Erstellt am 18. September 2015, 18:07

Mann durch Schuss getötet: Beschuldigter sprach von "Unfall". Bei dem Kopfschuss, durch den in der Nacht auf Freitag ein 42-jähriger Mann in einer Wohnung in Wien-Währing getötet wurde, soll es sich um einen "Unfall" gehandelt haben.

 |  NOEN, APA (Archiv/Hochmuth)

 Der beschuldigte 44-Jährige gab in seiner Einvernahme an, dass er den 42-jährigen "in keiner Weise verletzen wollte", berichtete Polizeisprecher Paul Eidenberger. Die genauen Umstände des Todes waren noch unklar. Der 44-jährige Besitzer der Waffe wurde stark alkoholisiert festgenommen. Er hatte in der Nacht die Polizei gerufen und von einem Unfall gesprochen.

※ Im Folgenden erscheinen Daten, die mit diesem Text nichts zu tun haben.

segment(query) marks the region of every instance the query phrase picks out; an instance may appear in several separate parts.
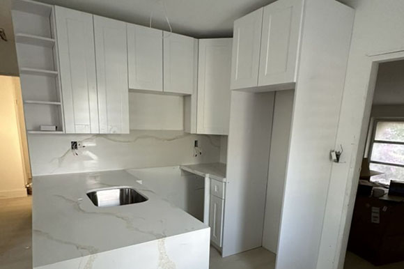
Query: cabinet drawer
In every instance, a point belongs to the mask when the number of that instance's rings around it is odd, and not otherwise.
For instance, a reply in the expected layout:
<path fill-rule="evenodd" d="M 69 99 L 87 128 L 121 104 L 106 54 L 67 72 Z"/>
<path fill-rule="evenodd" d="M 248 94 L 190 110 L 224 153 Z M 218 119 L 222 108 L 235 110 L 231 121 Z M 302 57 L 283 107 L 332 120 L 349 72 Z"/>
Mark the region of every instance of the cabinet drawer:
<path fill-rule="evenodd" d="M 224 182 L 212 179 L 210 180 L 210 194 L 217 197 L 224 199 Z"/>

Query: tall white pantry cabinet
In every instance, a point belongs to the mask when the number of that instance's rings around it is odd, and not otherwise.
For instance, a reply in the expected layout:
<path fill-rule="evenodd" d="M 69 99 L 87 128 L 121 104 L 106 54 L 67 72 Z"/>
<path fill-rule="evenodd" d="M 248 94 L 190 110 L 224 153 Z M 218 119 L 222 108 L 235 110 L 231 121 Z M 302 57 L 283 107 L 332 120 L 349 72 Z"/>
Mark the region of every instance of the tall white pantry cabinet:
<path fill-rule="evenodd" d="M 277 269 L 316 268 L 353 18 L 336 1 L 278 0 L 235 21 L 223 256 L 261 247 L 277 219 Z M 274 97 L 283 90 L 294 90 L 291 124 L 283 125 L 290 138 L 272 154 Z M 282 178 L 273 156 L 287 156 L 277 162 Z M 284 186 L 272 219 L 268 178 Z"/>

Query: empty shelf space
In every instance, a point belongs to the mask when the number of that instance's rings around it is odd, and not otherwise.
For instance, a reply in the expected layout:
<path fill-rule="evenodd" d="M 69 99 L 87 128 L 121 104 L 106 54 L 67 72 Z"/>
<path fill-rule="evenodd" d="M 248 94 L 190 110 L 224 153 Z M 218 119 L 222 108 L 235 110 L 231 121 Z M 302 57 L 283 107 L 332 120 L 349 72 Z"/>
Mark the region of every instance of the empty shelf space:
<path fill-rule="evenodd" d="M 20 72 L 22 74 L 39 75 L 49 77 L 56 77 L 58 75 L 57 71 L 47 70 L 44 69 L 36 69 L 36 68 L 20 68 Z"/>
<path fill-rule="evenodd" d="M 36 131 L 29 130 L 26 131 L 29 134 L 64 134 L 63 131 Z"/>
<path fill-rule="evenodd" d="M 52 47 L 55 45 L 54 39 L 27 33 L 17 33 L 15 35 L 15 42 L 48 47 Z"/>
<path fill-rule="evenodd" d="M 48 101 L 35 101 L 32 100 L 26 100 L 24 101 L 24 104 L 33 104 L 33 105 L 61 105 L 62 103 L 61 102 L 48 102 Z"/>

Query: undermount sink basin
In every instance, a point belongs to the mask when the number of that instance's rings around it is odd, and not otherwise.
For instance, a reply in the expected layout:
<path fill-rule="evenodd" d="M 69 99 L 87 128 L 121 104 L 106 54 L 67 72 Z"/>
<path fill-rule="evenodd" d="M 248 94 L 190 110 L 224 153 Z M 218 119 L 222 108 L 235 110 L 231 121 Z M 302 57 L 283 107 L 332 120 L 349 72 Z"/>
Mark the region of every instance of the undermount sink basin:
<path fill-rule="evenodd" d="M 98 190 L 87 192 L 87 196 L 95 206 L 99 207 L 125 206 L 148 200 L 134 189 L 127 187 Z"/>

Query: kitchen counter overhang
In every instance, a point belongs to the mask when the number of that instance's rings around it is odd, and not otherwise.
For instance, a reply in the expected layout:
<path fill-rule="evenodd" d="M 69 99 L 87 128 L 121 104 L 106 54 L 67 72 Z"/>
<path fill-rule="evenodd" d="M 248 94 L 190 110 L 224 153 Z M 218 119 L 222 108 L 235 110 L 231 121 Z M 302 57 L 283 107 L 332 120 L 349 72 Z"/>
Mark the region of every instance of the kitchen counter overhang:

Die beiden Stiefbrüder, die sich bereits seit über 30 Jahren kannten, hatten den Abend in der Wohnung in der Wallrißstraße verbracht. Der 44-Jährige führte dem anderen Mann laut Polizei die Pistole vor, die er legal besessen hatte. Bisher stehe lediglich fest, dass der 42-Jährige von einem Projektil in den Kopf getroffen wurde.

Ob es sich um einen Unfall oder Vorsatz handelte, beziehungsweise ob Eigen- oder Fremdverschulden vorliegt, war noch Gegenstand der Ermittlungen. Die Tatwaffe wurde sichergestellt und soll von Kriminalisten untersucht werden. Weitere Schüsse wurden aus der Pistole nicht abgegeben.

Laut der Tageszeitung "Österreich" soll es sich bei den beiden Männern um hochrangige Banker handeln, einer von ihnen saß im Vorstand einer Privatbank. Das wollte die Polizei nicht bestätigen.